Estrogens have profound effects on bone metabolism. Cellular responses to estrogens are mediated by estrogen receptors (ERs) which belong to the nuclear receptor superfamily. Two estrogen receptors, ERα and ERβ, have been cloned. Previously expression of ERα has been shown in osteoblasts. Here we demonstrate that the transcript for ERβ can be detected in the human osteosarcoma cell lines (MG‐63 and SaOS‐2) and in cultured human osteoblast‐like cells. We also show that ERβ protein is present in nuclear extracts from these cells. Furthermore, ERβ immunoreactivity is found in sections of murine and human bone. Murine and human osteoblast and osteocyte nuclei are immunoreactive for ERβ. Osteoclasts are also ERβ immunoreactive but the staining is mainly cytoplasmic. The present study demonstrates that ERβ is present in all the cellular compartments involved in bone formation and bone resorption, both in human and in murine bone tissue.
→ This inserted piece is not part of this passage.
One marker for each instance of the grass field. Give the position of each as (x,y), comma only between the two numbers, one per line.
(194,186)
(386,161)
Female Estrogen Receptor β−/− Mice Are Partially Protected Against Age-Related Trabecular Bone Loss

Recently, it has been shown that inactivation of estrogen receptor β (ER‐β) by gene targeting results in increased cortical bone formation in adolescent female mice. To study the possible involvement of ER‐β in the regulation of the mature skeleton, we have extended the analyses to include 1‐year‐old ER‐β knockout mice (ER‐β−/−). Male ER‐β−/− mice did not express any significant bone phenotypic alterations at this developmental stage. However, the increase in cortical bone parameters seen already in the adolescent female ER‐β−/− mice was maintained in the older females. The aged female ER‐β−/− mice further exhibited a significantly higher trabecular bone mineral density (BMD) as well as increased bone volume/total volume (BV/TV) compared with wild‐type (wt) mice. This was caused by a less pronounced loss of trabecular bone during adulthood in female ER‐β−/− mice. The growth plate width was unaltered in the female ER‐β−/− mice. Judged by the expression of the osteoclast marker tartrate‐resistant acid phosphatase (TRAP) and cathepsin K (cat K; reverse‐transcription‐polymerase chain reaction [RT‐PCR]) as well as the serum levels of C‐terminal type I collagen cross‐linked peptide, bone resorption appeared unaffected. However, an increase in the messenger RNA (mRNA) expression levels of the osteoblast marker core‐binding factor α1 (Cbfa1) suggested an anabolic effect in bones of old female ER‐β−/− mice. In addition, the mRNA expression of ER‐α was augmented, indicating a role for ER‐α in the development of this phenotype. Taken together, the results show that ER‐β is involved in the regulation of trabecular bone during adulthood in female mice and suggest that ER‐β acts in a repressive manner, possibly by counteracting the stimulatory action of ER‐α on bone formation.